Though his sales job kept him traveling and away from his family during the week, Ms. Thomas said, her father brought gifts home every weekend: toys, candy and newspapers from cities he'd visited across the country.

He was a devoted family man, Ms. Thomas said, who instilled in his children a love for reading. Mr. Haley read at least three newspapers a day and enjoyed challenging himself with The New York Times crossword puzzles, Ms. Thomas said.

Ms. Thomas said her earliest memories are of trips to the library with her father. "My father really instilled us with this insatiable thirst for reading, knowledge," she said.

Mr. Haley was a sports buff who enjoyed taking his family to University of Maryland and Baltimore Colts games. When his children were young, he formed family hockey teams and tobogganed with them in the winter.

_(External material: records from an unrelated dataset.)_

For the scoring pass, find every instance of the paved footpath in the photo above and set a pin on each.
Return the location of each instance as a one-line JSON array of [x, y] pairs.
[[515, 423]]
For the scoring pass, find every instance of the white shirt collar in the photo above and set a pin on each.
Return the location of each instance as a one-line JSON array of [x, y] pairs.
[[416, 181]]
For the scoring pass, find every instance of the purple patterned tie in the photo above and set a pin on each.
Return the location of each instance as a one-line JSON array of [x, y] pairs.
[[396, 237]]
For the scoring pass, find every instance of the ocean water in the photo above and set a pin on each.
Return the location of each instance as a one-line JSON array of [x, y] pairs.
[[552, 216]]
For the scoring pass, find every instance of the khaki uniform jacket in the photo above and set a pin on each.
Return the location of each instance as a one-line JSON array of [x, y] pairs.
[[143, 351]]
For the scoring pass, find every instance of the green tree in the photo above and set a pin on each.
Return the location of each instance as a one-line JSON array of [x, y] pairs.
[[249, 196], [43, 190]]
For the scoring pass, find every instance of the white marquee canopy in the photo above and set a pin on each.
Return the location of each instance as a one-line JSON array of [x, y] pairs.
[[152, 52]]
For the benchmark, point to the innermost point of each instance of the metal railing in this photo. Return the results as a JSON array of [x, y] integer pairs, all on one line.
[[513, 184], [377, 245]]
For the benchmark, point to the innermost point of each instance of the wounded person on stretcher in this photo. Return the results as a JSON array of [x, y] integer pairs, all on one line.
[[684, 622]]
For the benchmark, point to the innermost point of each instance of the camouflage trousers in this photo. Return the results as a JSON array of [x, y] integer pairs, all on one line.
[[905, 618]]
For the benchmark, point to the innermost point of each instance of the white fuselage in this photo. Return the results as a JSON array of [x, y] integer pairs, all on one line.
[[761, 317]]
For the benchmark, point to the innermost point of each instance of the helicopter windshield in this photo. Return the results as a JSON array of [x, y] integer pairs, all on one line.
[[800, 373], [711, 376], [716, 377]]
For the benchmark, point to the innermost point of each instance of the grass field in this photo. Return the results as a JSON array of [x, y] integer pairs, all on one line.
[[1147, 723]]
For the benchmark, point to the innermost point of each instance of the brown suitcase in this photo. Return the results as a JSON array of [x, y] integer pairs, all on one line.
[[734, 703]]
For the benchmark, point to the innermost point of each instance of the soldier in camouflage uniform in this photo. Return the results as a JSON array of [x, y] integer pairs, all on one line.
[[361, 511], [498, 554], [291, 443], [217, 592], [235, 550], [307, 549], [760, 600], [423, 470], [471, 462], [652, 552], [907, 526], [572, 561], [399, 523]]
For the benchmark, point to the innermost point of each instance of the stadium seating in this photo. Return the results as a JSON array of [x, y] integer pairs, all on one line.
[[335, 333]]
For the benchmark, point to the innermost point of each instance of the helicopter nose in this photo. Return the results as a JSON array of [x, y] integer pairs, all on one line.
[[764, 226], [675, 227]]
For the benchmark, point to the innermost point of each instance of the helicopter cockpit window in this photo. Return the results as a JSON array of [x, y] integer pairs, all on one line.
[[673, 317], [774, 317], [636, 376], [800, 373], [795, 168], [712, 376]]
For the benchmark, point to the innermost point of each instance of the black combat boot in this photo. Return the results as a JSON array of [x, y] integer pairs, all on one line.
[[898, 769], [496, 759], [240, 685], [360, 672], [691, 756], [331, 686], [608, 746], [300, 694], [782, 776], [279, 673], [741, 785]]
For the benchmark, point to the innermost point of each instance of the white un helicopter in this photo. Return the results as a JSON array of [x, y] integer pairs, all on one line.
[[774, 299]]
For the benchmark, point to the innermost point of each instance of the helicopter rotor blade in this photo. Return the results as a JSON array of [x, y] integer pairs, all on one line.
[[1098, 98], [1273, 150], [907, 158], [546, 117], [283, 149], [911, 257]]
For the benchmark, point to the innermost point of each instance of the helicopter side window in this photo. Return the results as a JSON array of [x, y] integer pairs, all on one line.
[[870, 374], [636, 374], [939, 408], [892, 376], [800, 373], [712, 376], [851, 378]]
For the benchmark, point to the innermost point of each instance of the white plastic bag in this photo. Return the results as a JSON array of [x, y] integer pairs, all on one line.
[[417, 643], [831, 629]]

Mr. Haley was a devout Catholic who tipped his hat whenever he passed by a church and brought fish home every Friday. He also held steadfastly to the Boston traditions of his youth, insisting on Saturday meals of steak, baked beans and brown bread.

Mr. Haley retired 18 years ago and spent much of his time reading newspapers and novels, and swimming, walking and lifting weights at a gymnasium in Bel Air.

His wife died in 1998.

Services for Mr. Haley will be held at Kurtz Funeral Home in Jarrettsville tomorrow .

In addition to Ms. Thomas, Mr. Haley is survived by another daughter, Maureen Haley of Jarrettsville; two sons, Matthew Haley of Plymouth, Mass., and Mark Haley of Jarrettsville; and five grandchildren.